Cette décision constitue un revers pour l'enquête Huawei-gate

EURACTIV.com
[Photo : Simona Granati - Corbis/Corbis via Getty Images]

La commission des affaires juridiques du Parlement européen n’a approuvé la levée de l’immunité que pour l’un des quatre députés européens visés par une enquête pénale belge sur des activités de lobbying liées à Huawei à Bruxelles.

La décision prise mercredi risque de susciter la controverse, car elle pourrait entraver l’enquête dite Huawei-gate et doit encore être confirmée par un vote de l’ensemble du Parlement dans le courant du mois.

Selon trois responsables au fait du vote confidentiel, la commission a voté par 14 voix contre 11 en faveur de la levée de l’immunité du député européen Fulvio Martusciello, membre du Parti populaire européen.

Les demandes de levée d’immunité concernant les députés européens du PPE Salvatore De Meo et Nikola Minchev, ainsi que le député socialiste Daniel Attard, n’ont pas recueilli un soutien suffisant.

L’enquête Huawei-gate a été lancée en 2025 après que les autorités belges ont procédé à une série de perquisitions dans le cadre d’une enquête sur des pratiques de lobbying présumées irrégulières liées à l’entreprise technologique chinoise Huawei au sein du Parlement européen.
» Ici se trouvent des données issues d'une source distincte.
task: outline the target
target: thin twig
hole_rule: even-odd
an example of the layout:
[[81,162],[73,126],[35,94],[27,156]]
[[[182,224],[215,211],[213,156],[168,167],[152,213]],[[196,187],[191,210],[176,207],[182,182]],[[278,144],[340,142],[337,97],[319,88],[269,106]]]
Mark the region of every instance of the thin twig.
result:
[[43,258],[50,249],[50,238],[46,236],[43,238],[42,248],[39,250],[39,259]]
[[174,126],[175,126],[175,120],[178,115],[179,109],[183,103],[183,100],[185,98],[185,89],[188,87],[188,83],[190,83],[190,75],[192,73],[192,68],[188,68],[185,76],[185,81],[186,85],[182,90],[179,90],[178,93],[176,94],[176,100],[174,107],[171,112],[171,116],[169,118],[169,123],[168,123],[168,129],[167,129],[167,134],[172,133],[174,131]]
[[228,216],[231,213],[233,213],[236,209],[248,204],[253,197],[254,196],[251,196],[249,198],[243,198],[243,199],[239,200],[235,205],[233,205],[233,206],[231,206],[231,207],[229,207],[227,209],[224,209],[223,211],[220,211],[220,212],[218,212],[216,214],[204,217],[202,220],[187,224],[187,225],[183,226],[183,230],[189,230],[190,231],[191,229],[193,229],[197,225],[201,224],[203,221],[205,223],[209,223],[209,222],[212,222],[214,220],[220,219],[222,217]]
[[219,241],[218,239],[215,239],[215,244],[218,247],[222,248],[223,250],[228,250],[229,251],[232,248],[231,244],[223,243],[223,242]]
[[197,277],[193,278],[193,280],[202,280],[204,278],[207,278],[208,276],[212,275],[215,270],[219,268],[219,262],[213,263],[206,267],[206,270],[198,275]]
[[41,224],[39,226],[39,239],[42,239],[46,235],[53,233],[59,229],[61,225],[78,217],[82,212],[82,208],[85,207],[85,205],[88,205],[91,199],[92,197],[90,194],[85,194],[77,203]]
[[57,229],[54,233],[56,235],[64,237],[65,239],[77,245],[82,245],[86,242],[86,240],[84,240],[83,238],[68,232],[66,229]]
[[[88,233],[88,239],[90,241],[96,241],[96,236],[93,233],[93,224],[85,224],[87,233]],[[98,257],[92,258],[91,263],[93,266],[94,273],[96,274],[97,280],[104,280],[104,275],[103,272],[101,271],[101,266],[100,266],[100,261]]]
Martusciello, qui dirige la délégation italienne du PPE, est apparu comme une figure centrale de l’enquête. Les procureurs belges examinent, entre autres, deux lettres signées par plusieurs députés européens en 2021 concernant le marché européen de la 5G, un secteur dans lequel Huawei cherchait à renforcer sa position. Le député a nié toute malversation.

La commission a voté par 18 voix contre 7 contre la levée de l’immunité du député du PPE Salvatore De Meo, tandis que la demande concernant le député libéral Nikola Minchev a été rejetée par 14 voix contre 10. Pour le député socialiste Daniel Attard, la commission a voté par 19 voix contre 6 en faveur de la recommandation du rapporteur, qui conseillait de ne pas lever son immunité.

Une demande de levée de l’immunité parlementaire n’implique pas la culpabilité ni ne prouve l’existence d’un acte répréhensible, et sa levée permet aux autorités judiciaires de mener des enquêtes.

Ce vote intervient à un moment où les affaires d’immunité parlementaire deviennent de plus en plus un terrain d’affrontement politique, plusieurs décisions récentes soulevant des questions sur la manière dont le Parlement européen traite les demandes émanant des autorités judiciaires.

Le mois dernier, le Parlement a rejeté, de manière controversée, une demande du Parquet européen visant à lever l’immunité de la députée du PPE Angelika Niebler.

Cette décision a suscité des critiques selon lesquelles des considérations politiques pourraient prendre le pas sur ce qui est censé être une évaluation juridique et procédurale, et un nombre croissant de députés européens de tous bords ont appelé à une révision des procédures d’immunité du Parlement.